Today’s post is to draw attention to something raised by Ed Morrissey over at Hot Air. He took note of a news report that says that the US firm who was squarely at the center of the whole problem to begin with – Mattel – has gotten a waiver from having to comply with the independent testing requirement mandated by the CPSIA. Morrissey sums it up:
Mattel had to recall more than 2 million toys from the market after inspectors discovered lead in the imported products. Now they claim that their “firewalled” labs will protect consumers and block out “corporate influence”. Where are the labs that Mattel will use? Mexico, Malaysia, Indonesia, and China — and China is where the dangerous toys originated.

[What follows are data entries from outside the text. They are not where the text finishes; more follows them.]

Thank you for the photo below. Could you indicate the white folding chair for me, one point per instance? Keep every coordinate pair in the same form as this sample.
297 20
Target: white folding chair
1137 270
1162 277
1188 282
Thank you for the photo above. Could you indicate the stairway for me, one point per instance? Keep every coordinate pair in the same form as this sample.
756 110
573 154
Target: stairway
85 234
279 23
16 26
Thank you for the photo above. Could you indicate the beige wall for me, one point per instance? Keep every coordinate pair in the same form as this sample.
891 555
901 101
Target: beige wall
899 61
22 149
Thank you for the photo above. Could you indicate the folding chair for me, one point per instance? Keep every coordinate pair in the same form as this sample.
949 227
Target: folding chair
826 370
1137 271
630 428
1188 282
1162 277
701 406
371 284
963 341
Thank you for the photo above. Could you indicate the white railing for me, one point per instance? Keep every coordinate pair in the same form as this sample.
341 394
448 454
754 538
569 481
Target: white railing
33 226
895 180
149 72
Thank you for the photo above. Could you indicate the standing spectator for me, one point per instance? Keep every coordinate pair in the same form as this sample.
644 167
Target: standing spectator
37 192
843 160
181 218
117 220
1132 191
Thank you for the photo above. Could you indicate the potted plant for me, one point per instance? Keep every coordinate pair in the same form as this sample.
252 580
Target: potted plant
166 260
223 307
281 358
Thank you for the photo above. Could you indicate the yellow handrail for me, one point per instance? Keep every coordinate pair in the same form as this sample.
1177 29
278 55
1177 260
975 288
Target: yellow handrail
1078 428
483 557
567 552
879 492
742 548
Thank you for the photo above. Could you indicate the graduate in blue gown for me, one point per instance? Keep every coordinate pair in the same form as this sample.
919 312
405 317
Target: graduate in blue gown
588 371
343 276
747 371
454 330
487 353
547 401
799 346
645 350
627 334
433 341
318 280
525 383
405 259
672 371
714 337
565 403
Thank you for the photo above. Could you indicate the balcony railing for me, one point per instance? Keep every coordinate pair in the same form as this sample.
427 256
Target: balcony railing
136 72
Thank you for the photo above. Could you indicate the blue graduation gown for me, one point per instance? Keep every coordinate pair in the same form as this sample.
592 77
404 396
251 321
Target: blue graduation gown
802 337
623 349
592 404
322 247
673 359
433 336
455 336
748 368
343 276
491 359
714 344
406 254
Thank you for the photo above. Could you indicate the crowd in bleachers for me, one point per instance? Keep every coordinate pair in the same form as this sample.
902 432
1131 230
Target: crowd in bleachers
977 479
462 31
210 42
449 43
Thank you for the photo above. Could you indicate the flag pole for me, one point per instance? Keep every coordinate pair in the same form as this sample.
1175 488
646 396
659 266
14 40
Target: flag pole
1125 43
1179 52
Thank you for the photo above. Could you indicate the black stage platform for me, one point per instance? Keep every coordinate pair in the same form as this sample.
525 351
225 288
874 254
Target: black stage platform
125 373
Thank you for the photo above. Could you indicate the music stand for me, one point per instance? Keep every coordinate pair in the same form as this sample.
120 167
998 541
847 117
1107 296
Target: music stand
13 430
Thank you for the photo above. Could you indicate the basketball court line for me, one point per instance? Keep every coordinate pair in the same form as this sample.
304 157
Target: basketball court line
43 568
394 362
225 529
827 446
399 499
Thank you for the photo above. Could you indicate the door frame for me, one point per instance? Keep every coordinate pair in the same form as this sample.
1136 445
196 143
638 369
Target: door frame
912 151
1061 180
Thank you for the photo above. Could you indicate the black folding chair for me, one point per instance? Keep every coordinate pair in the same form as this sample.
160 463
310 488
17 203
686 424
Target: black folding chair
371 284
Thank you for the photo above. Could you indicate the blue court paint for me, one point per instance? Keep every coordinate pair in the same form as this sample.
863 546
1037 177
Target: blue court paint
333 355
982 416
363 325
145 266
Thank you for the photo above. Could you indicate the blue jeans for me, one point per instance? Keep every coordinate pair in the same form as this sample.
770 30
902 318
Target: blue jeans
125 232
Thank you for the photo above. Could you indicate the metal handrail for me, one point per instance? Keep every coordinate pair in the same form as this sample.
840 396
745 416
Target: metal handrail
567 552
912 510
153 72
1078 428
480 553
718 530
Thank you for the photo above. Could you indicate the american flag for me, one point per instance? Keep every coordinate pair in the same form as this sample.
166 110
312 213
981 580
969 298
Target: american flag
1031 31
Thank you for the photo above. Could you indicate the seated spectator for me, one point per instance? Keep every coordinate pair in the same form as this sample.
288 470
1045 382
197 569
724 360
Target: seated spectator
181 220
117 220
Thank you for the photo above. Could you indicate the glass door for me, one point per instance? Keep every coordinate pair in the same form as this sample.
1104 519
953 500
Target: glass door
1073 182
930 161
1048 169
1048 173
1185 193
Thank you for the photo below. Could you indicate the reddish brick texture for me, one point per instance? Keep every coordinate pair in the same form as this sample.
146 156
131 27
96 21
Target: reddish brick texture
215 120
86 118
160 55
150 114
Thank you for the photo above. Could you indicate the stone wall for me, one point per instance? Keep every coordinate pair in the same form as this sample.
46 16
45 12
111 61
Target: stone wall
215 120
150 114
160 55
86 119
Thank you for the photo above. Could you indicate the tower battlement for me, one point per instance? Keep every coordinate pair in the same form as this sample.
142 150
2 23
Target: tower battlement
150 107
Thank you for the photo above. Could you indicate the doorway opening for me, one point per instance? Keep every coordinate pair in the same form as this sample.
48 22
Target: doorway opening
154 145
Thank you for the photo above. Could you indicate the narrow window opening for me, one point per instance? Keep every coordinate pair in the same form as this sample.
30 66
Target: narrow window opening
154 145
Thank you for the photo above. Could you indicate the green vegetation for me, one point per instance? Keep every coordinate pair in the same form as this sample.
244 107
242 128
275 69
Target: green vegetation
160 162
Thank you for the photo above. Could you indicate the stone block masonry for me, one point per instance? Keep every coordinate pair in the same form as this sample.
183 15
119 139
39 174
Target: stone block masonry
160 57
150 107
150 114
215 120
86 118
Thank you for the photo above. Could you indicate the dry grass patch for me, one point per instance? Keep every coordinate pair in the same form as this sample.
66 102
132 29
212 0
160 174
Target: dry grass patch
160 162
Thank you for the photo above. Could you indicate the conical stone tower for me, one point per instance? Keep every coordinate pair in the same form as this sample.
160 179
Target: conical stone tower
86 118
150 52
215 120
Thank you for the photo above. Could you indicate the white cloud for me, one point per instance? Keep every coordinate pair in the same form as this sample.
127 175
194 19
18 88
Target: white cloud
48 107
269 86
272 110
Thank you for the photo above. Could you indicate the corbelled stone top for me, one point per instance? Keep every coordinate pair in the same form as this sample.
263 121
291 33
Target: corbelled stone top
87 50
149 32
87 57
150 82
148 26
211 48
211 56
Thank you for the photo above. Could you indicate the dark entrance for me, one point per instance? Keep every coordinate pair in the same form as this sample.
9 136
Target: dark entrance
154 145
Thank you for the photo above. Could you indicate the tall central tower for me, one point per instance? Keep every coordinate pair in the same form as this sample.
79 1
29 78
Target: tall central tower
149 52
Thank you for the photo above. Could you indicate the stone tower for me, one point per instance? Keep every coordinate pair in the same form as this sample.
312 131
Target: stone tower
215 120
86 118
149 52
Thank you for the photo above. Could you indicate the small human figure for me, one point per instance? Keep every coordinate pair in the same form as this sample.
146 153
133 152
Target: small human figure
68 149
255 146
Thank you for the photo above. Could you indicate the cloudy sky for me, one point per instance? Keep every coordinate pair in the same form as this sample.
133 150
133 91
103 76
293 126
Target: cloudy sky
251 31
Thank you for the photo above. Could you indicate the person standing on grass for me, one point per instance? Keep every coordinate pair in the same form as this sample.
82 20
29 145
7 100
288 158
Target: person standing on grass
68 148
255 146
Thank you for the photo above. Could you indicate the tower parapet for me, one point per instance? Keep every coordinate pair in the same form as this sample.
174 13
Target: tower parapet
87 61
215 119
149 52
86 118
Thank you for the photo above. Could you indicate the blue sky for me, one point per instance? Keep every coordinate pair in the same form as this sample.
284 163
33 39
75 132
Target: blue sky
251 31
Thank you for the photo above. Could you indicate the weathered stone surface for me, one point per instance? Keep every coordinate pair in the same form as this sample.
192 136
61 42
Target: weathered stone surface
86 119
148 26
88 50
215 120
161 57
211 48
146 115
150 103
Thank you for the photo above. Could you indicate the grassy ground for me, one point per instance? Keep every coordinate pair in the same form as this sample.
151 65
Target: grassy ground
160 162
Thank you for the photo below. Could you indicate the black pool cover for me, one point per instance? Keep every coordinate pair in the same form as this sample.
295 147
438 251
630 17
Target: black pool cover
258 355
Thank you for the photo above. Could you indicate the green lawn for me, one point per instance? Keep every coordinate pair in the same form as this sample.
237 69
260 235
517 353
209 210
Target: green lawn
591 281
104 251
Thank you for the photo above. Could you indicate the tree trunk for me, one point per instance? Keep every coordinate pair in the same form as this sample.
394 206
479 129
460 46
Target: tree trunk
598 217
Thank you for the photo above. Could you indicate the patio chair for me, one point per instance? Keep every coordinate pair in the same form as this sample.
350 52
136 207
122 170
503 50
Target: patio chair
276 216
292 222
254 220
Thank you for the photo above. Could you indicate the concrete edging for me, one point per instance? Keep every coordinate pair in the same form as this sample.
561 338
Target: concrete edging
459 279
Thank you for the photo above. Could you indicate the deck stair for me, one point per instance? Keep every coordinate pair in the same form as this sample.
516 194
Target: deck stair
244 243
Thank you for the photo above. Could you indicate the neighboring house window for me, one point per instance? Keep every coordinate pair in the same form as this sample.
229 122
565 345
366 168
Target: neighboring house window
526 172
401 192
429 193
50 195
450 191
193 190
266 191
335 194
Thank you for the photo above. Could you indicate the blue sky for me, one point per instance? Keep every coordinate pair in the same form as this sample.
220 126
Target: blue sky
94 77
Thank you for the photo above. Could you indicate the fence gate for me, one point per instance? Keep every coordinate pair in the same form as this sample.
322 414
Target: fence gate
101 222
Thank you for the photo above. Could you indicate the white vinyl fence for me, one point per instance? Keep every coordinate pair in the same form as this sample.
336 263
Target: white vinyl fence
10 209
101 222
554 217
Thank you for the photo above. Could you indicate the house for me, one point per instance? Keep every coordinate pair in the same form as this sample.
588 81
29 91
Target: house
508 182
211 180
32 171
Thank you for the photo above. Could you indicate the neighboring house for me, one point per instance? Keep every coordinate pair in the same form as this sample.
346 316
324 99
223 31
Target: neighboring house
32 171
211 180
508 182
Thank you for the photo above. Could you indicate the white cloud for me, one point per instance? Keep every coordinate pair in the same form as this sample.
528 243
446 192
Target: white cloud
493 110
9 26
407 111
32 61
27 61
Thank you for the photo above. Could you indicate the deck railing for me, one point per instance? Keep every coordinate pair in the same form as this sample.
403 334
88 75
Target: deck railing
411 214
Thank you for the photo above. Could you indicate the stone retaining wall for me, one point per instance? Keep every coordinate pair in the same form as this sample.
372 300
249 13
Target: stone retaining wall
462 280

Mattel gets to test its own products. People like Suzi Lang have to pay laboratories to certify their hand-made products contain no lead or phthalates, which she already knows because she handpicks her materials.
So the firm that dropped the oversight ball in the first place is going to rely on labs located in the countries that were responsible for the manufacturing problems from the start to test for the presence of materials that they were already supposed to be testing for to begin with. And the regulatory agency that’s sending agents into the field to harass thrift shop owners in the United States is perfectly fine with Mattel getting away with this?
The law was badly written and that was bad enough. That the agency responsible for enforcing the regulation is now doing this is preposterous. Someones’ heads should roll for this.